Second, we will focus the restriction on oral communications to target the scenario where concerns about merit-based decision-making are greatest –after competitive grant applications are submitted and before awards are made. Once such applications are on file, the competition should be strictly on the merits. To that end, comments (unless initiated by an agency official) must be in writing and will be posted on the Internet for every American to see.
Third, we will continue to require immediate internet disclosure of all other communications with registered lobbyists. If registered lobbyists have conversations or meetings before an application is filed, a form must be completed and posted to each agency’s website documenting the contact.
The first two points are really the same measure: the administration is banning all oral contacts from anyone, not just lobbyists, and targeting that provision to a very specific scenario.
Relying on the distinctions of the Lobbying Disclosure Act (which defines who must register as a lobbyist) was too easy to skirt, since the influential are often not lobbyists. This was one of the main complaints from CREW, ACLU, and ALL, who suggested lobbyists were being unfairly singled out, and pointed to well-heeled CEOs and campaign contributors who are clearly influential, but often fall below the 20 percent threshold for lobbying registration. Sunlight has often made this point as well, and CREW has already praised the forthcoming guidance.

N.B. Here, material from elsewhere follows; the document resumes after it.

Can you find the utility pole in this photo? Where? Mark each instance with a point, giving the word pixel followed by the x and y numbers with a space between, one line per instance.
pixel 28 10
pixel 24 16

It may seem radical to ban all oral communications between administration officials and the public, but this seemingly radical move is tempered by two points: first, the restriction applies to a narrowly defined situation where the administration has deemed merit-based decision making to be most sensitive; and second, the administration connects stimulus spending, in its gravity and sheer size, to the scope of potential corruption:
We concluded this was necessary under the unique circumstances of the stimulus program.
For perhaps the strongest evidence of the sort of merit-based decision making these policies seek to cultivate, we can look to Eisen’s post itself for evidence of our government engaging in good faith, in public, to find the best solutions to fit our most pressing problems. How often before now have we seen informal blog posts announcing a new policy before guidance has been issued, and suggesting it’s still under consideration?
This iterative, public approach to problem-solving should be interpreted as a sign of strength, and suggests that bold steps don’t just bring political risk, as they often can, but can also offer a productive strategy for finding public policy solutions. This is especially true of lobbying reform, where previous reforms have all come too late, as reactions to gross abuses. When the administration is willing to engage in a fruitful dialog to identify the best course of action, disagreements become relationships, and mistakes become lessons.
Other administration officials should follow Eisen’s lead, and see what the public (and stakeholder communities) have to offer.